Figure 1.

T_FR population controls pro-atherogenic T_FH population on a high-cholesterol diet. (A) Lymphocytes from spleen and peripheral lymph nodes (PLN) of Apoe^−/− mice collected at Weeks 5 and 27 were stained for CD4, CD25, CXCR5, PD1, and Bcl-6. Tabulated results from all mice are presented as percentage of CD4⁺. (B) Mouse atherosclerosis protocols and treatment schedule (n = 5–8 mice/group). (C) Effect of Bcl-6 inhibitor on T_FH and T_FR populations on NCD and HCD fed mice (PLN T_FH: n = 5–8 mice/group; PLN T_FR: n = 5–6 mice/group; spleen T_FH: n = 5–6 mice/group; spleen T_FR: n = 5–8 mice/group). (D) Quantification of atherosclerotic lipid content and representative microphotographs of aortic root plaques (Oil Red O staining) in Apoe^−/− mice treated with vehicle (PBS) or Bcl-6 inhibitor under NCD and HCD (n = 6–7 mice per group/5 slides per mice).
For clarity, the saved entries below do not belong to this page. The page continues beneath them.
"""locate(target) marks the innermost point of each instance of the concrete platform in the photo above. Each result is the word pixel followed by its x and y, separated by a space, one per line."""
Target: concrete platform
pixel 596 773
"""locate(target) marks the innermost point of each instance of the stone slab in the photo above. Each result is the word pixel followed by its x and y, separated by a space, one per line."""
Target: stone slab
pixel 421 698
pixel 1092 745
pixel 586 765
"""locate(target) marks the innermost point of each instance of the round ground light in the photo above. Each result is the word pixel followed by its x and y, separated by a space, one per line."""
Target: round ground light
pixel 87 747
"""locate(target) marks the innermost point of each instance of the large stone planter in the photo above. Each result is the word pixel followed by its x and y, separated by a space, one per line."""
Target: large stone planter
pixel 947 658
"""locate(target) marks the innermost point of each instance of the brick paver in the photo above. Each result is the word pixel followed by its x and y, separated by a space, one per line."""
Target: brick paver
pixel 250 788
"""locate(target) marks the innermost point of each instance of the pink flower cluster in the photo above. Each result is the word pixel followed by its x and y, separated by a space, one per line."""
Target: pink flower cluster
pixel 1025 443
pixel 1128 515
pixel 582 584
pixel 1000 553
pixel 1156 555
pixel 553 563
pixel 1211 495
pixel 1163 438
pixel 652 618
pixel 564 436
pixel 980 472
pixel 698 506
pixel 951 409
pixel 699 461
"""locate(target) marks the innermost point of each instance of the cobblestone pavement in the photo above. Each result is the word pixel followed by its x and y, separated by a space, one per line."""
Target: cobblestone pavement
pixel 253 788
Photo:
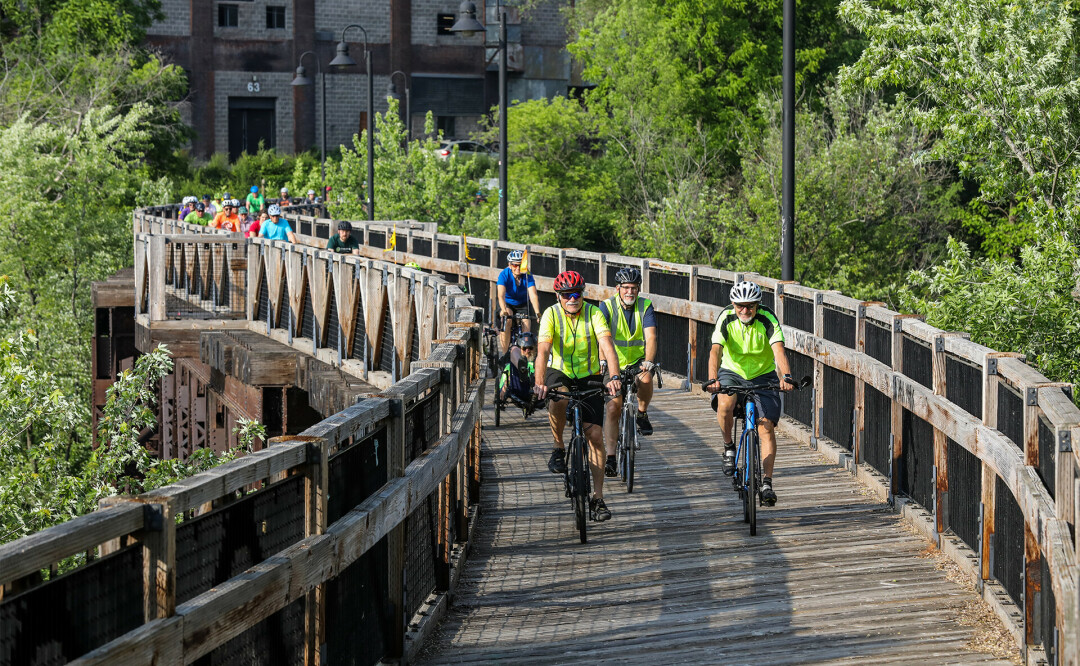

Original magnification, ×10. Scale bars, 400 μm. (E) Quantification of atherosclerotic lipid content and representative microphotographs from Oil Red O-stained thoracoabdominal aortas (n = 5–7 mice/group). Scale bars, 500 μm. The non-parametric Mann–Whitney U test was used for statistical analysis: *P ≤ 0.05; **P ≤ 0.005; ***P ≤ 0.0005. All data were represented as mean ± SEM.